IX.5 Severability. In the event that any provision of this
Agreement or the application thereof, becomes or is declared by a court of
competent jurisdiction to be illegal, void or unenforceable, the remainder
of this Agreement will continue in full force and effect and the
application of such provision to other persons or circumstances will be
interpreted so as reasonably to effect the intent of the parties hereto.

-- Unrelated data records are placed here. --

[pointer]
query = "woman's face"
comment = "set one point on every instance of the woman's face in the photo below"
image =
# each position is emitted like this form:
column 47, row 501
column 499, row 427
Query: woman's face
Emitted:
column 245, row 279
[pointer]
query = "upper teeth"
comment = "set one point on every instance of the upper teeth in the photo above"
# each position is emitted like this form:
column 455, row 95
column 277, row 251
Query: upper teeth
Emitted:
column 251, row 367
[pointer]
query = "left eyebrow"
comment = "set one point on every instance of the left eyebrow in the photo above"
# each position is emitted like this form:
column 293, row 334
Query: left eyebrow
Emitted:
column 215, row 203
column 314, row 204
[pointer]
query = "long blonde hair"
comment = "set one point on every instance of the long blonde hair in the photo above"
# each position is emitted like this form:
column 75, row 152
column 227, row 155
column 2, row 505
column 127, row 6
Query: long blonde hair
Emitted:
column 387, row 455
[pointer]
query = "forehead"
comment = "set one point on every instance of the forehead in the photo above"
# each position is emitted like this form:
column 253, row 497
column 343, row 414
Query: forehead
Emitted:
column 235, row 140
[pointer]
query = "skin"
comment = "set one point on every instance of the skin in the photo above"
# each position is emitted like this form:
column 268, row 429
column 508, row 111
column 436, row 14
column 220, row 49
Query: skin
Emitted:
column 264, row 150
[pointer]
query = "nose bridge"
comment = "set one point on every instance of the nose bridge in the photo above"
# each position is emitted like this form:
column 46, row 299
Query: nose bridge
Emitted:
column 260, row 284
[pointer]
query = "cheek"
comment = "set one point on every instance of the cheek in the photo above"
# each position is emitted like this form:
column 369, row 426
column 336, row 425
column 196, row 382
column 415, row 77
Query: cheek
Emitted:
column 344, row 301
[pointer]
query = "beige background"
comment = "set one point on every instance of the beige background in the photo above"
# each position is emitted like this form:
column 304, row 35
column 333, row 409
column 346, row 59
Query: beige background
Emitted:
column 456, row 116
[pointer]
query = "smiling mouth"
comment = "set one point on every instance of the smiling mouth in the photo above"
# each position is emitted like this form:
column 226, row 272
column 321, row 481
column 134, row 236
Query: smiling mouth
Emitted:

The parties further agree to replace such void or unenforceable provision
of this Agreement with a valid and enforceable provision that will
achieve, to the extent possible, the economic, business and other purposes
of such void or unenforceable provision.
IX.6 Other Remedies. Except as otherwise provided herein, any and
all remedies herein expressly conferred upon a party will be deemed
cumulative with and not exclusive of any other remedy conferred hereby, or
by law or equity upon such party, and the exercise by a party of any one
remedy will not preclude the exercise of any other remedy.

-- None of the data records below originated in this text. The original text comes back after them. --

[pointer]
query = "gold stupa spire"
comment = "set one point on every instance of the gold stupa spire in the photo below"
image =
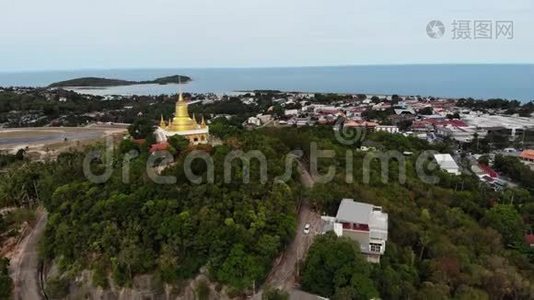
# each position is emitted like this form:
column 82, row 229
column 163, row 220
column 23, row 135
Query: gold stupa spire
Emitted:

IX.7 Governing Law. This Agreement shall be governed by and
construed in accordance with the laws of the State of California,
regardless of the laws that might otherwise govern under applicable
principles of conflicts of laws thereof.
IX.8 Rules of Construction. The parties hereto agree that they
have been represented by counsel during the negotiation and execution of
this Agreement and, therefore, waive the application of any law,
regulation, holding or rule of construction providing that ambiguities in
an agreement or other document will be construed against the party
drafting such agreement or document.
IN WITNESS WHEREOF, Buyer and the Company have caused this Stock
Acquisition Agreement to be signed by their duly authorized respective
officers, all as of the date first written above.
Buyer: Company:
Scientific Technologies Incorporated Xxxxxxx Instruments, Inc.

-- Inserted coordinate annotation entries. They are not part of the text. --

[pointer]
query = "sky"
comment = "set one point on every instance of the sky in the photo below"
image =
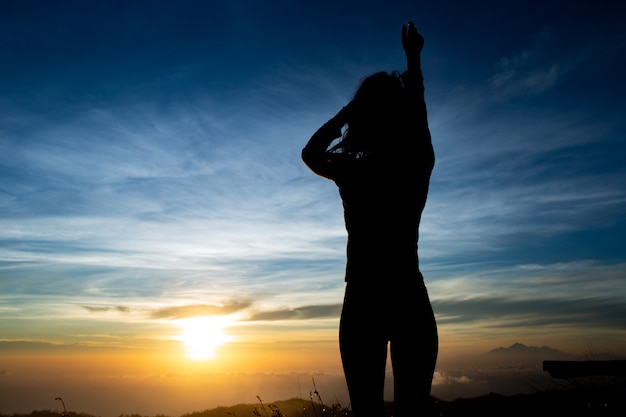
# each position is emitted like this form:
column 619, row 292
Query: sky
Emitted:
column 163, row 249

By: /s/Xxxxxx X. Xxxxxxx By: /s/Xxxx Xxxxxxx
Name Xxxxxx X. Xxxxxxx MarkLundahl
Title President and CEO Title President
Shareholder:
/s/Xxxx Xxxxxxx
Xxxx Xxxxxxx
Escrow Agent:
(with respect to Article VII)
Xxxxxxx Land Title Company of Logan, Utah
By: /s/Xxxxxxx X. Xxxxx
Name: Xxxxxxx X. Adams_____________
Title President
***STOCK ACQUISITION AGREEMENT***
Exhibit G
Schedule of Indemnifiable Losses
1. Any and all payment obligations of the Company arising under,
relating to or otherwise in connection with the Zions Note, the ECL Note
and/or the Bank Debt.
2. Any and all payment obligations of the Company under, relating
to or otherwise in connection with that certain Consulting Agreement dated
June 30, 1998 by and between the Company and Xxxx X. Xxxxxxx, Inc.,
including without limitation any transfer fees set forth in Section 2.02
thereof.
3. Any and all payment obligations of the Company under, relating
to or otherwise in connection with any key man life insurance policy
payable on the life of Shareholder.
4. Verbal or written payment agreements, obligations or
arrangements between Shareholder and any employee of the Company.